Homo sapienne, Festival international de la littérature, Montréal

95
2019
Festival international de la littérature, Cinquième Salle, Place des Arts
  • Éric Jean, Homo sapienne, Festival international de la littérature, Cinquième Salle, Place des Arts, Montréal, 2018. Photo : Maxime Cormier
  • Éric Jean, Homo sapienne, Festival international de la littérature, Cinquième Salle, Place des Arts, Montréal, 2018. Photo : Maxime Cormier
  • Éric Jean, Homo sapienne, Festival international de la littérature, Cinquième Salle, Place des Arts, Montréal, 2018. Photo : Maxime Cormier
  • Éric Jean, Homo sapienne, Festival international de la littérature, Cinquième Salle, Place des Arts, Montréal, 2018. Photo : Maxime Cormier
  • Éric Jean, Homo sapienne, Festival international de la littérature, Cinquième Salle, Place des Arts, Montréal, 2018. Photo : Maxime Cormier

Homo sapienne
Mise en lecture d’Éric Jean dans le cadre du Festival international de la littérature (FIL)
Cinquième Salle, Place des Arts, Montréal, le 29 septembre 2018

Homo sapienne, premier roman de l’autrice groenlandaise Niviaq Korneliussen, est une œuvre protéiforme qui convoque diverses stratégies narratives afin de mettre en valeur la contemporanéité des personnages et leurs turbulences intérieures. Les pages contiennent des échanges SMS, de la correspondance, un palimpseste de langues qui s’accumulent et se commentent sociopolitiquement entre elles, de nombreuses références musicales pour mieux ancrer le récit dans des contextes populaires et affectifs précis et une structure divisée en chapitres distincts qui esquisse l’intimité de cinq voix.
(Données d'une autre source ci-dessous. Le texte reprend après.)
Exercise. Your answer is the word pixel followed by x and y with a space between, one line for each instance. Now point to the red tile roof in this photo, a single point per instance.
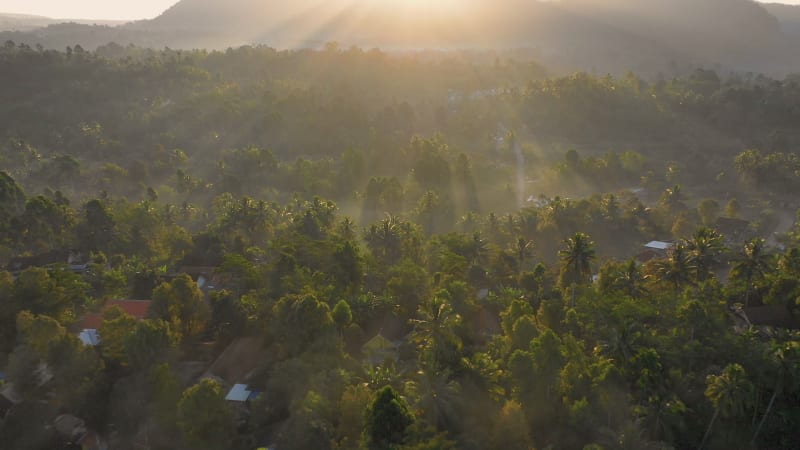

Le roman est le territoire de cinq figures (Fia, Inuk, Arnaq, Ivik et Sara), traversées par des enjeux identitaires, sexués, genrés et queers. C’est dans la ville de Nuuk, capitale du Groenland, que sont campés ces protagonistes marginalisés, à la recherche d’un soi cohérent avec leurs interrogations intimes. Ces protagonistes gravitent autour de l’un et l’autre, mais orbitent surtout autour de leurs propres questionnements identitaires. C’est toute la force de l’œuvre : elle rassemble des communautés féministes et LGBTQ+ et parvient à inclure son lectorat au centre de ces vertiges identitaires.

Le 29 septembre dernier, le metteur en scène Éric Jean a présenté une mise en lecture du roman. Si l’œuvre avait déjà acquis une certaine reconnaissance en territoire montréalais grâce à sa traduction vers le français par les éditions La Peuplade (2017) et à une série d’activités menée par la Chaire de recherche sur l’imaginaire du Nord, de l’hiver et de l’Arctique (UQAM) à cette même occasion, sa mise en lecture était d’autant plus attendue.

Les qualités féministes et queers du roman ont su trouver un public réceptif et sensible à ces enjeux et l’entreprise d’Éric Jean s’ancrait résolument dans le désir de rester fidèle à ces caractéristiques. La lecture de Homo sapienne a certainement mis en valeur la structure numérale et les tonalités musicales de l’œuvre en présentant les cinq chapitres séquencés par des fragments chorégraphiques et musicaux, où s’activaient un percussionniste et deux vocalistes. L’approche similaire à celle du concert – espace par excellence d’une jeunesse certes libre en apparence, mais somme toute générique – a permis de camper les protagonistes dans une atmosphère relativement intimiste, mais surtout universelle. Le nœud de la proposition réside peut-être dans ce désir d’universalité. Quelque chose de profondément normé se dégage de ce projet où l’approche mimétique face aux communautés queers ne tient pas compte de la précarité de ces récits singuliers et tend plutôt à les esthétiser. Jouer à être queer sur scène, est-ce qu’il n’y aurait pas là quelque chose de séduisant dans ce désir de représenter la marginalité tout en la magnifiant ? Le queer n’est pas qu’affaire de performance, mais relève d’abord d’une expérience vécue en situation de précarité. La notion d’identité ne peut être incarnée avec virtuosité et à force de vouloir universaliser ces postures, la mise en lecture échappe à l’imparfaite et nécessaire effervescence du récit. Si le projet connait une version scénique, il promet déjà d’intéressantes propositions à rééquilibrer avec davantage de fougue et de révolte.